Question

Assume x is greater than 0. Simplify sin(2arccos(.5x)). The answer should have no trig functions in it, but it will have an x.

Answer 1

is that 0.5x?

Answer 2

yes! sorry for the confusion

Answer 3

what is is the equivalent form of sin(2u) ?

Answer 4

2cosxsinx ?

Answer 5

correct. If you apply the identity to the original expression, what do you get?

Answer 6

im not sure how to do that

Answer 7

you get 2 sin(arccos(x/2)) cos(arccos(x/2)), yes?

Answer 8

Ah ok! got that! Can I then cancel out the cos(arccos(0.5))?

Answer 9

no, you can not

Answer 10

you can not do so without stating the domian first

Answer 11

Oh I just saw the mistake in that. That was dumb. Should I use half angle identities then?

Answer 12

no you don't have too. What is the domain?

Answer 13

The domain of arccos and arcsin is -1 to 1

Answer 14

ok, if the domain of arccos(x) is [-1,1], what is the domain of arccos(x/2) ?

Answer 15

[-2, 2] ?

Answer 16

correct. Now, you're allowed to do cos(arccos(x/2)) = x/2.
Now you see why you need to state the domain first.
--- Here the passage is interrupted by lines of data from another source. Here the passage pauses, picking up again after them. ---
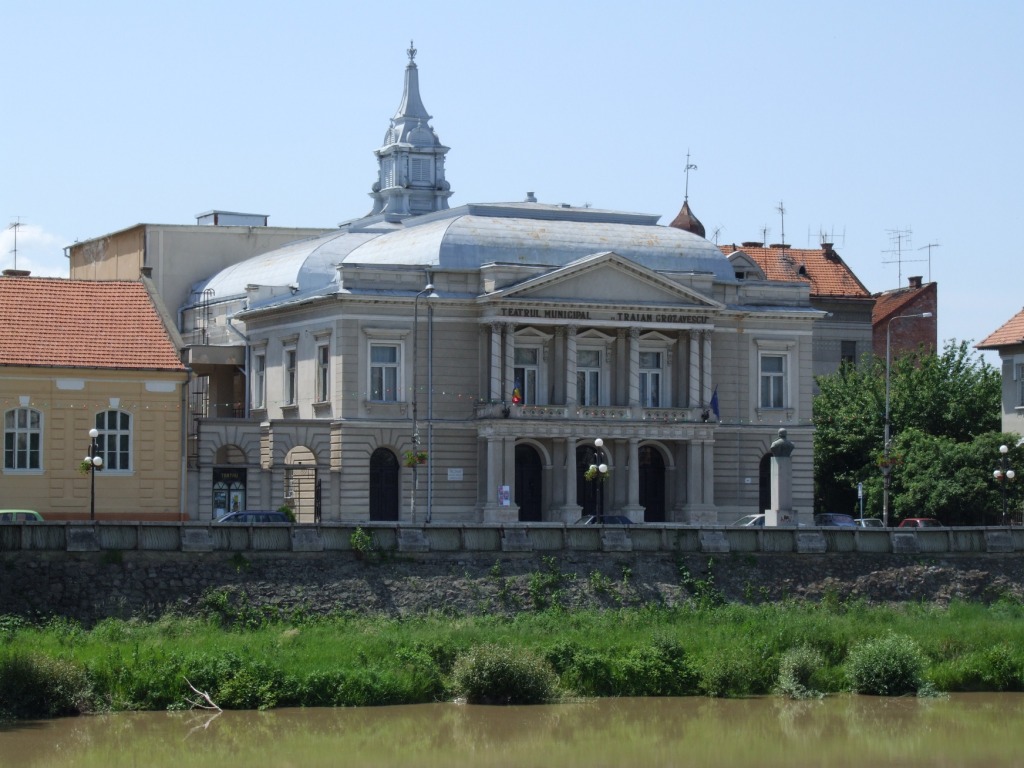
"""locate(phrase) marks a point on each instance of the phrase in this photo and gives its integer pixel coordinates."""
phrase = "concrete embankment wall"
(89, 572)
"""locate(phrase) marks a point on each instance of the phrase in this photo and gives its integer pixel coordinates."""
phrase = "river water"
(962, 730)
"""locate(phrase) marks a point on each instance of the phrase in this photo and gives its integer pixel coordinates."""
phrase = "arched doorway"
(228, 481)
(300, 484)
(764, 483)
(528, 483)
(651, 483)
(383, 485)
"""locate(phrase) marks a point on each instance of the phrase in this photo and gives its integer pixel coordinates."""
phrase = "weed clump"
(888, 666)
(501, 675)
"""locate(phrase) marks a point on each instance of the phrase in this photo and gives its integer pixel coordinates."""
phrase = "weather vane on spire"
(689, 167)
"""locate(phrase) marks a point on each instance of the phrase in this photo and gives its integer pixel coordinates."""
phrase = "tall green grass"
(256, 660)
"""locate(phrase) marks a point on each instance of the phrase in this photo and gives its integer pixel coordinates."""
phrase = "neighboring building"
(176, 256)
(552, 327)
(911, 334)
(82, 354)
(1008, 340)
(844, 333)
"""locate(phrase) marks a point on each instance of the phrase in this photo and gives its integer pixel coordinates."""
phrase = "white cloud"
(38, 251)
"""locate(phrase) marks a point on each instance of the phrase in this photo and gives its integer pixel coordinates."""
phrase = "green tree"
(953, 395)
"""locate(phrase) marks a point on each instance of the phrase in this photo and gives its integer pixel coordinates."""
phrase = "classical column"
(570, 364)
(694, 391)
(496, 361)
(706, 392)
(509, 363)
(634, 372)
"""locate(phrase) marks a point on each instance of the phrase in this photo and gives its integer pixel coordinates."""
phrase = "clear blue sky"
(861, 119)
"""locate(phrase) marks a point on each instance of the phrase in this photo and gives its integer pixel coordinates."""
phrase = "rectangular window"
(323, 373)
(384, 373)
(22, 438)
(589, 377)
(848, 352)
(114, 441)
(772, 380)
(259, 381)
(526, 376)
(650, 379)
(291, 382)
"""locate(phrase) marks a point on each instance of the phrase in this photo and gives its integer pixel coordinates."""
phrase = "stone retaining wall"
(91, 586)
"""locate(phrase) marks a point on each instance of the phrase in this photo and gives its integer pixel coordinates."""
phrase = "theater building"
(471, 364)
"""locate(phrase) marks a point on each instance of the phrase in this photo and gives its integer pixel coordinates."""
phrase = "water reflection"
(962, 730)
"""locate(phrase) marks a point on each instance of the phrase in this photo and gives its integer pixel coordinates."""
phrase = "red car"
(920, 522)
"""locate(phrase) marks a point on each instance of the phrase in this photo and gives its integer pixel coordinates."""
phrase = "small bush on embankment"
(39, 686)
(702, 648)
(495, 674)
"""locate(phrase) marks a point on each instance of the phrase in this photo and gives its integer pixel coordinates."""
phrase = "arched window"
(114, 441)
(23, 436)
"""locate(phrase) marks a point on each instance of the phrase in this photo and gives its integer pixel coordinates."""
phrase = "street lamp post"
(427, 292)
(886, 466)
(599, 471)
(1004, 475)
(95, 461)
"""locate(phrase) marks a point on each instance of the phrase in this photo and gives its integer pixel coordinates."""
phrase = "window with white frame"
(526, 376)
(323, 372)
(291, 376)
(589, 377)
(772, 369)
(384, 361)
(114, 440)
(259, 380)
(650, 379)
(23, 434)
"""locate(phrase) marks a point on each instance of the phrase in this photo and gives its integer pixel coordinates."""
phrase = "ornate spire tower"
(411, 164)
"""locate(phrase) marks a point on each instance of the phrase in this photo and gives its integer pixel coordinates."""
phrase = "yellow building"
(89, 368)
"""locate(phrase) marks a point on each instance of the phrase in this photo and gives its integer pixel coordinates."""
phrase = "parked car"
(835, 519)
(604, 520)
(255, 515)
(750, 521)
(19, 515)
(920, 522)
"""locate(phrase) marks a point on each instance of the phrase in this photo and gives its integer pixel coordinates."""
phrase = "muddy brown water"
(960, 730)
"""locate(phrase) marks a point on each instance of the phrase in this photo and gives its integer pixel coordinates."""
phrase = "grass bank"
(247, 659)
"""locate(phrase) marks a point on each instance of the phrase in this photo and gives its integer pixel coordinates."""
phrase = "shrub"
(888, 666)
(494, 674)
(36, 686)
(797, 671)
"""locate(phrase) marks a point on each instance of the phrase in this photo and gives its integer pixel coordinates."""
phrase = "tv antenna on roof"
(900, 240)
(15, 225)
(689, 167)
(930, 246)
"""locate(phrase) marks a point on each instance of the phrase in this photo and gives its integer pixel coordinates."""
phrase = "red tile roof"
(823, 268)
(1009, 334)
(60, 323)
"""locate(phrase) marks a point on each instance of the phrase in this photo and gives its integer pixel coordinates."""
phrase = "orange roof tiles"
(60, 323)
(1009, 334)
(823, 268)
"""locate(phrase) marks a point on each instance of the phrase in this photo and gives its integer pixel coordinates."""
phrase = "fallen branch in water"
(210, 705)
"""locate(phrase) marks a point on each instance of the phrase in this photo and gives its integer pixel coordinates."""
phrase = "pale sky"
(865, 121)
If you didn't,
cos(arccos(x/2)) = x/2 is false if x is not in [-2,2]

Answer 17

say x = 10. cos(arccos(10/2)) is undefined, but 10/2 = 5. Undefined is not the same as 5 (which is defined)

Answer 18

now what about sin(arccos(x/2)) ?

Answer 19

well i can't cancel them out... Im not sure

Answer 20

maybe the half-angle identities?

Answer 21

no, half angle identity would probably make it worse.

Let's let u = arccos(x/2), then cos(u) = x/2, yes?

Answer 22

so am i solving for u?

Answer 23

sin(u) = sqrt(4-x^2)/2

but since u = arccos(x/2),
sin(u) = sin(arccos(x/2)) = sqrt(4-x^2)/2

Answer 24

so you have,
2 (sqrt(4-x^2)/2) (x/2) = (x/2) sqrt(4-x^2) <-- ans

Answer 25

thank you!!

Answer 26

no prob